The risks Kenzo Finance highlights

The risks Kenzo Finance highlights discussed in the video

The host does not present the system as risk-free. Kenzo Finance identifies three main pressure points.

  • Bitcoin downside: if BTC falls sharply and stays down, sentiment around Strategy’s balance sheet and long-term financial health could weaken, making it harder for STRC to stay near par.
  • Higher interest rates: if market yields rise significantly, an 11.5% dividend may look less compelling, forcing Strategy to offer a higher payout and raising its cost of capital.
  • Dilution and balance-sheet burden: ongoing issuance of preferred shares adds obligations to Strategy’s balance sheet, something existing shareholders may question.

These are not presented as signs of imminent failure. They are the conditions the host says investors should monitor if they want to understand whether the mechanism remains durable.

This model is already spreading beyond Strategy

This model is already spreading beyond Strategy discussed in the video

Kenzo Finance also points to a second company using a similar playbook. Strive, trading under the ticker ASST, has its own preferred-share instrument called SATA. The figures cited in the video are:

  • 12.75% annual dividend for SATA
  • Recent trading around 90 to 92.5
  • STRC dividend at 11.5%

The host says SATA’s higher dividend likely reflects either Strive’s shorter operating record, a need to attract investors, or a market perception of higher risk. The broader takeaway is that preferred-equity structures tied to Bitcoin treasury strategies are no longer unique to Strategy.

For Bitcoin, Kenzo Finance sees that as a meaningful development. If more public companies build funding structures specifically designed to accumulate BTC over time, the cumulative impact could be a deeper institutional bid and a larger share of Bitcoin removed from liquid circulation.

What to watch next

What to watch next discussed in the video

According to Kenzo Finance, the clearest near-term indicators are not abstract macro narratives but measurable corporate finance signals.

  • Watch whether STRC stays near $100 after future ex-dividend dips.
  • Track whether recovery times remain around 9,10 trading days or start getting longer.
  • Compare the size of Strategy’s BTC purchases with where STRC is trading at the time.
  • Monitor SATA as a test of whether this funding model works beyond one company.
  • Follow changes in rates, regulation, dividend taxation, and treasury rules that could affect preferred-share structures.

The article’s central lesson is straightforward: if Strategy’s capital instrument keeps snapping back to par, the company’s Bitcoin accumulation engine stays alive.
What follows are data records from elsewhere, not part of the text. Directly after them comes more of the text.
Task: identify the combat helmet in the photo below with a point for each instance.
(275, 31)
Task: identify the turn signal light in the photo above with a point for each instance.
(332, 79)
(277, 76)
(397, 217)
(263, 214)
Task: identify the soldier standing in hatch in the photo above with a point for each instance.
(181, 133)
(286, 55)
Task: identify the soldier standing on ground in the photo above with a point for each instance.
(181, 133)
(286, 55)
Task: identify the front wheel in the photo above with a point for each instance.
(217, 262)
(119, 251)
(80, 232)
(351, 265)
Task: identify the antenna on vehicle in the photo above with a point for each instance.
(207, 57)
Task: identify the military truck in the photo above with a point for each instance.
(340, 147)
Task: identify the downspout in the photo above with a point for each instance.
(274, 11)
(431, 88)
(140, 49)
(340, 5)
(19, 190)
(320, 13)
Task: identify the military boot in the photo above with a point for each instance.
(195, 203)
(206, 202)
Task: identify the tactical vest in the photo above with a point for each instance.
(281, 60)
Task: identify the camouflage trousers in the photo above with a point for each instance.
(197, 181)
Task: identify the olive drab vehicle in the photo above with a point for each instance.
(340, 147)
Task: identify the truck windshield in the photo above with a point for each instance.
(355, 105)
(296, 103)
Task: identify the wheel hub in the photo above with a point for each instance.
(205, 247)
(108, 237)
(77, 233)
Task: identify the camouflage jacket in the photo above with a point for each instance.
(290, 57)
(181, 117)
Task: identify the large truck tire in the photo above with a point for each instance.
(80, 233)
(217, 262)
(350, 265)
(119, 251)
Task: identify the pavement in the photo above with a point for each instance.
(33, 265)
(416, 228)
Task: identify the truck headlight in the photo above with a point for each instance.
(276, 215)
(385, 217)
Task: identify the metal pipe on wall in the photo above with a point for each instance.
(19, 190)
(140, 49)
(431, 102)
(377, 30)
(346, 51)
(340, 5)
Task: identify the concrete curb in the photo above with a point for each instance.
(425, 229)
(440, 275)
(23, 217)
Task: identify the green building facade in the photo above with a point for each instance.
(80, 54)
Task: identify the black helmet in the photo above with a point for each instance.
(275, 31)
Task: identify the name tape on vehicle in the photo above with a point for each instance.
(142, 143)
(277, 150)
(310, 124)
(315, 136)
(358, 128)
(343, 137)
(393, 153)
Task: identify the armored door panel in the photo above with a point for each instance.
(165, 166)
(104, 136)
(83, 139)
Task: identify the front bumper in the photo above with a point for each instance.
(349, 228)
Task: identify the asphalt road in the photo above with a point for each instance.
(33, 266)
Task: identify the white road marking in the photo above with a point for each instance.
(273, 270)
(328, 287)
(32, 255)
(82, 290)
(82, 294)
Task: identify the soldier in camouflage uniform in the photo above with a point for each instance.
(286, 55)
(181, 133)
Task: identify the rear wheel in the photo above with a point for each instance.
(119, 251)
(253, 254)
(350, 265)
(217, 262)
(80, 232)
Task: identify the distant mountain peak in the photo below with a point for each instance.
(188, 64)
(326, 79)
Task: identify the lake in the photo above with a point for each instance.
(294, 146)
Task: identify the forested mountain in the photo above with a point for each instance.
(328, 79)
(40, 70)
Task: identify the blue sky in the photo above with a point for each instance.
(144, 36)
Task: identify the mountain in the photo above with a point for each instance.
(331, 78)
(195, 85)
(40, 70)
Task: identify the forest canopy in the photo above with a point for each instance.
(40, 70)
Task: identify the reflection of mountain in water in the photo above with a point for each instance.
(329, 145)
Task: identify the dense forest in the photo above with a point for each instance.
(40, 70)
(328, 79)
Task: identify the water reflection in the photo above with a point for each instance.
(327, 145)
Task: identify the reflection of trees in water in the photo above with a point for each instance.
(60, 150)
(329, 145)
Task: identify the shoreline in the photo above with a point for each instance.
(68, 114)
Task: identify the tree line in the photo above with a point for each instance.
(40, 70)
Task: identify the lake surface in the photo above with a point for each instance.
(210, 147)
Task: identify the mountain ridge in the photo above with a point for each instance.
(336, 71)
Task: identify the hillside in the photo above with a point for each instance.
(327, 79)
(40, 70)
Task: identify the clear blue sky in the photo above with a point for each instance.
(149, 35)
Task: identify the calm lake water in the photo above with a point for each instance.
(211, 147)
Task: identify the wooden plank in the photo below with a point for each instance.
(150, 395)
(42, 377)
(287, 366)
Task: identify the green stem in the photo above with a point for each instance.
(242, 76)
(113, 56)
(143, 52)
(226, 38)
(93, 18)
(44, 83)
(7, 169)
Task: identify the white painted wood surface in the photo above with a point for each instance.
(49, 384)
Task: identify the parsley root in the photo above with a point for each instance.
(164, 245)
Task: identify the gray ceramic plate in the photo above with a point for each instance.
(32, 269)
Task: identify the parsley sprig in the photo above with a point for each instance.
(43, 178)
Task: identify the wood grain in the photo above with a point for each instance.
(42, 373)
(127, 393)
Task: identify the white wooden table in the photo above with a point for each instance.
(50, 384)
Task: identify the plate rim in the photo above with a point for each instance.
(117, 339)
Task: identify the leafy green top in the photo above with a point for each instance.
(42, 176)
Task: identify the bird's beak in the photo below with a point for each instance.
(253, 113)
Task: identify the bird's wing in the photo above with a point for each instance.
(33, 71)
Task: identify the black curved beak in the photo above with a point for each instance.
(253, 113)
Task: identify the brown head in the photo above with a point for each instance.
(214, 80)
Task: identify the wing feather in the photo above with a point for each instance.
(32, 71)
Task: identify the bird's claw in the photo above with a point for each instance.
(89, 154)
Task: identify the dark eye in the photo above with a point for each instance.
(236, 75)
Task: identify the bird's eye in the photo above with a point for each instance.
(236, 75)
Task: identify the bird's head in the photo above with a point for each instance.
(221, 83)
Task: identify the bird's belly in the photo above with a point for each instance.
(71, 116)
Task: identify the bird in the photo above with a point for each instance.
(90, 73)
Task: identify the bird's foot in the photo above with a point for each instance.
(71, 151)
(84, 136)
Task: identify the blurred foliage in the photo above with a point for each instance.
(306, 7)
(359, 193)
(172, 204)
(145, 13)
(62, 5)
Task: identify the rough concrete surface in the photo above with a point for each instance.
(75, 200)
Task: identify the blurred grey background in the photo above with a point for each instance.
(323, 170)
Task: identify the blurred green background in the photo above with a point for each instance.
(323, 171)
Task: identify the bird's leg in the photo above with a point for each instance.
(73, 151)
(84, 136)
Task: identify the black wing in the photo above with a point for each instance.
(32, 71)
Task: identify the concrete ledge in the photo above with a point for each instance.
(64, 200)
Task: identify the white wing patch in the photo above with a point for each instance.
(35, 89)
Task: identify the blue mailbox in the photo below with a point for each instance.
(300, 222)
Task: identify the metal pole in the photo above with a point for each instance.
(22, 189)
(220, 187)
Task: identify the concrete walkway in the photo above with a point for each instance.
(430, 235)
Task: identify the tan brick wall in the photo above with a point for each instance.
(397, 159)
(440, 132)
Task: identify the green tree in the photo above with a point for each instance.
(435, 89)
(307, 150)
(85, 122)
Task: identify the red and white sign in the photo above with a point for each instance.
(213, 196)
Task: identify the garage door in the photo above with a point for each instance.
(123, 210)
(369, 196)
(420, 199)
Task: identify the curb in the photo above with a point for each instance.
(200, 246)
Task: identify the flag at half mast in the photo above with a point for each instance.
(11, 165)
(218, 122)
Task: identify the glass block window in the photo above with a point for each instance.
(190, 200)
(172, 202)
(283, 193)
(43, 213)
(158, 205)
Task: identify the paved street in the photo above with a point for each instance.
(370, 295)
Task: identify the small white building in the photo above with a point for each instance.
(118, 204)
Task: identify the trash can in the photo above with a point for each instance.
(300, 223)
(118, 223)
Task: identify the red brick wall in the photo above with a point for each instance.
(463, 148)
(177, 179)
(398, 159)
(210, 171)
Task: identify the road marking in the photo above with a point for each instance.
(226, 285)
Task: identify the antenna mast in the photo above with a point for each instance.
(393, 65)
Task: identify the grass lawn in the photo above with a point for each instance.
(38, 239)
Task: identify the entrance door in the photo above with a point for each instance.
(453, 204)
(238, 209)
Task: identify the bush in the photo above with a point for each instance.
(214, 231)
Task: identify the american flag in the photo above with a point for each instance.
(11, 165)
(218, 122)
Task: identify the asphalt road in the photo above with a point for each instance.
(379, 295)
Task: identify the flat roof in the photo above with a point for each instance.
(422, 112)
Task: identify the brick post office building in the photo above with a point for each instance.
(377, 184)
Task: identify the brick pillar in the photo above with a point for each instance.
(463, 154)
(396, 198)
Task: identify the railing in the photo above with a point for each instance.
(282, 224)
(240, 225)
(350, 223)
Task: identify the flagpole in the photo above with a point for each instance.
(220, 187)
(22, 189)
And if similar structures spread, Bitcoin demand may increasingly come from engineered corporate funding loops rather than discretionary one-off buys.

FAQ

Why does STRC keep returning to $100?

Kenzo Finance says the share is built around a $100 par value. Strategy can adjust the dividend to influence demand: lower it if the stock trades above par, raise it if the stock falls below par.

Why did Kenzo Finance focus on 9 trading days?

Because the host treats recovery speed as a live measure of Strategy’s fundraising capacity. A return to par in 9 trading days versus the historical 10 means less downtime for the ATM program.

What was the recent Strategy Bitcoin purchase mentioned in the video?

The video cites a buy of 1,031 BTC for about $76.66 million, at an average price of $74,326 per coin. Kenzo Finance says it was smaller partly because STRC had not yet fully recovered to par.

How large is Strategy’s Bitcoin position relative to total supply?

Kenzo Finance puts Strategy’s holdings at 762,999 BTC, or about 3.6% of Bitcoin’s fixed 21 million supply cap.

Is STRC the only instrument like this?

No. Kenzo Finance points to Strive’s SATA, which offers a 12.75% annual dividend and recently traded around 90 to 92.5. The host presents that as evidence the model may spread across more companies.